Shirley Temple was the biggest box-office star in the country throughout much of the decade. Millions of weary people flocked to theaters to watch the curly-headed moppet sing and dance their troubles away for 90 minutes. The movies always had a happy ending, too, no matter how distant the prospect seemed to be at first. With everything else that they had to deal with, Americans clung to the promise of a happy ending.
The expectation was shaken badly after the kidnapping of the 20-month-old son of Charles Lindbergh on a windy and cold night in March of 1932. Lindbergh was arguably the most famous man in the world, a genuine hero after his solo flight across the Atlantic in 1927. It made the abduction of his only child even more puzzling to authorities. There were richer men and there were certainly families whose ordeal would attract less attention and sympathy.
A note was left on the windowsill of the baby's room demanding $50,000 in ransom. The three pieces of a homemade ladder were found a few yards from the house. Two sets of footprints trailed off to an abandoned road at the back of the 425 acre Hopewell, New Jersey estate.
After a number of notes from the kidnappers, the ransom was paid. Lindbergh was told that he could find his son on a boat called the Nelly off of Martha's Vineyard.
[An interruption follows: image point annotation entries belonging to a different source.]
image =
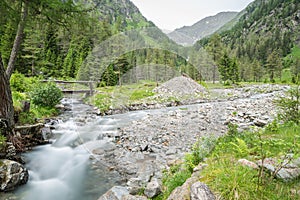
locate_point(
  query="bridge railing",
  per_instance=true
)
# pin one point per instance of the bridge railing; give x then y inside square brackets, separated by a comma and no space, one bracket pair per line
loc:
[90,91]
The aviator flew over the waters around the island for days. There was no boat and no child.
Three and a half months later, the badly decomposed body of Charlie Lindbergh was found four miles from his parents home. Foraging animals had pulled the small body out of the burlap sack in which he had been dumped. His father, who insisted upon seeing the remains, identified his son by a slight deformity in one of his toes.
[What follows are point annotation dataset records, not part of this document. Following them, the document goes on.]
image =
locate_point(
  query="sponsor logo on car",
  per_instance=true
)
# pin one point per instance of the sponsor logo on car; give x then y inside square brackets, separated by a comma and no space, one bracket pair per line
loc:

It was about as far as anything could get from a happy ending.
The notion that only one man kidnapped the Lindbergh baby was advanced more out of desperation than logic. Bruno Richard Hauptmann, who was caught passing some of the ransom money, wasn't doing any talking other than to profess his innocence. He went to the electric chair in 1936 without betraying any names.
Everyone thought he was guilty. Practically no one thought that he acted alone. The authorities seemed content to let the business fade in the public consciousness. As awful as the murder was, there were more depression years to slog through and other troubles for people to weather. Anne and Charles Lindbergh moved to Europe, where they found people more civilized.
In the decades since the kidnapping, many theories have been advanced concerning the other people involved in the crime. Robert Zorn's new examination has a better pedigree than most of them.
Mr. Zorn's father was acquainted with a German immigrant named John Knoll. Gene Zorn, then 15-years-old, was invited to spend the day at the Pallisades Amusement Park in New Jersey by his Bronx neighbor. It might have been just a pleasant day of fun for the teenager, but it ended up haunting him all of his life. Gene, who didn't speak German, only understood two words of the conversation between Knoll and the two men they met at the park. One of the men was called Bruno and they was talking about something in Hopewell.
Seventy-four years later, Robert Zorn promised his dying father that he would continue to seek justice for Charlie Lindbergh.
Cemetery John is the result of that pledge. Using psychological profiling, handwriting analysis, first-hand conversations with surviving members of Knoll's family, and garden-variety common sense, Robert Zorn makes a compelling case that the mastermind behind the most infamous crime of the last century has been unmasked at last.
It might not qualify as a happy ending, but, in 2012, we are used to doing without them. Shirley Temple hasn't made a movie in years.